During the time of the Roman Republic, Cato the Elder would end every speech in the Senate, no matter what the topic, with “Carthago delenda est.” Carthage must be destroyed. Why? Because Cato saw Carthage as a very real and existential threat to the Roman Republic. In many ways, the tech monopolies today are a very real threat to our American Republic. And so the tech monopolies must be broken up—destroyed. The question is not if they should be broken up, but how.
A smart man once told me, “Ned, the tax code and regulations are not rocket science; they are actually history and political science.” It is, in fact, in the history of key tax cases and Treasury regulations—some dating back 40 years—where we can find illumination about how to confront the growing threat of Big Tech.
Let’s first look at the 1992 U.S. Supreme Court decision in INDOPCO, Inc. v. Commissioner. In 1977, Unilever expressed interest in buying out what was then called the National Starch and Chemical Corporation, later renamed INDOPCO. In expectation of being acquired, INDOPCO hired Morgan Stanley to be its investment banker. Morgan Stanley’s fees of $2.2 million, in addition to some other expenses, were written off as deductions by INDOPCO.
The IRS commissioner, however, took exception to that, claiming that the Morgan Stanley expenses were not deductible as Morgan Stanley’s work, in fact, was a long term asset as it “prettied” INDOPCO up and made it more valuable. Instead of a deduction, the $2.2 million needed to be classified as a long term asset and amortized over time.

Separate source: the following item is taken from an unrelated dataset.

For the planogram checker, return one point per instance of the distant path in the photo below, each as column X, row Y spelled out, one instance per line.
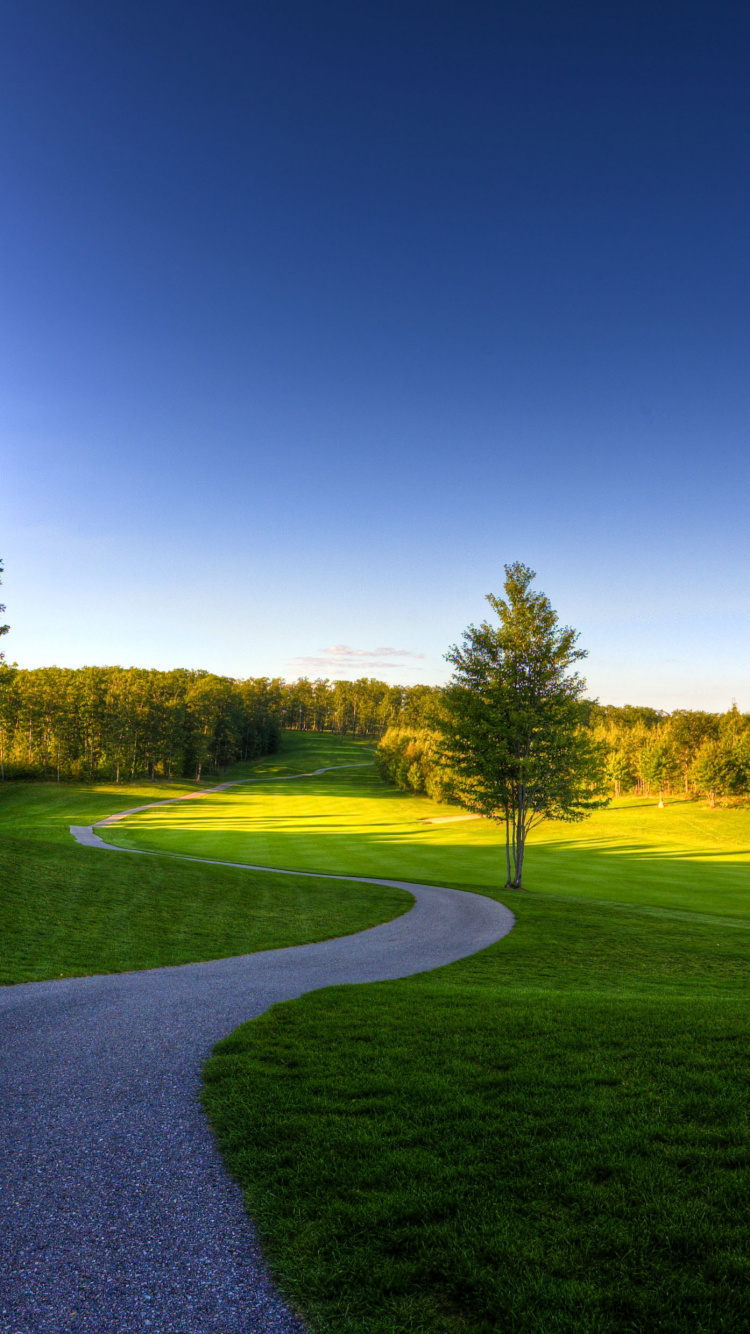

The case wound its way through the courts for about 15 years until it finally reached the U.S. Supreme Court. In a rare unanimous ruling on a tax question that the court deals with infrequently, justices such as liberal Harry Blackmun and conservative Clarence Thomas agreed that “that expenditures incurred by a target corporation in the course of a friendly takeover are nondeductible capital expenditures.”
Out of the ruling came Treasury regulations 1.263(a)-4(b), which require the taxpayer to capitalize, not deduct, listed intangible assets. Under the regulations, the taxpayer must capitalize, among other things, “Amounts paid to acquire or create intangible assets” and “Amounts facilitating the acquisition or creation of intangible assets.” An intangible asset is “A non-financial asset that does not have physical substance but is identifiable and controlled by a company through custody or legal rights . . . customer list database is an intangible asset.”
Advertising or Assets?
In the wake of the 1992 ruling, the IRS pursued other cases against corporations and their advertising, including Gillette, Kraft, and others, arguing that anyone building intangible assets through advertising should be forced to amortize, not deduct those expenses. The IRS lost most of the cases, as the value of advertising via a public medium was hard to quantify.
But things have changed now. There is a very real way to quantify precise value and quite frankly there is a real conversation about whether Google and Facebook ads are truly advertising. The question becomes are companies really even advertising through Google or Facebook? Or even marketing? Or are they actually building direct assets via the tech companies, e.g., data that the companies acquired from individuals to know exactly where someone is, what they want and then deliver that product directly to them?
That is really the tech business model: to know where someone is located, what they want, offer up what they want, all while the tech companies have been getting the data for free to target people, to then sell them goods. So what has been called “advertising” through the tech companies is really just highly targeted customer acquisition. That isn’t advertising at all. It’s building long-term assets for a company.
Where it gets interesting with all of this is that the tech companies will say Google and Facebook ads are really just advertising in a public medium. So what is it? They cannot have it both ways.
Anyone with a few brain cells and some common sense knows that these companies are not neutral platforms, yet they want to operate under the Section 230 exemption of the 1996 Telecommunications Act. In reality, of their own volition and by very distinct decisions, they operate as publishers and telecommunications companies.
Killing the Business Model
Using the question of determining whether ads are advertising via a public medium or truly just customer acquisition would box Big Tech into a corner: if companies using tech companies’ ads would have to adjust and claim all of that advertising money is actually the building of a long term asset, it would destroy the tech companies’ business models overnight, potentially cut their revenue in half, and open the market to more competition.
If, however, it’s determined that the ads are more in line with advertising on a public medium, then the tech companies would fall under the purview of the Federal Communications Commission and likely the Federal Trade Commission—oversight they are desperate to avoid.
The tech monopolies are a very real and present threat to our freedom. It cannot be stated strongly enough: if the tech monopolies are left in their current form, our republic and our freedoms are over. Anything and everything that will break their power, including antitrust suits, should be pursued.
But remember, it wasn’t something sexy that brought down Al Capone, one of the most notorious gangsters in our history. It was tax violations. The same approach could be used with the tech companies: all Steve Mnuchin must do is issue a Treasury edict that makes this issue of building intangible assets a Tier 1 audit issue, which means every auditor must look at advertising expenses not as deductions, but as long term capital assets.
These tech monopolies were allowed to come into existence because of gray areas and advantages created in law and tax regulations. Only law and regulation can bring them to heel.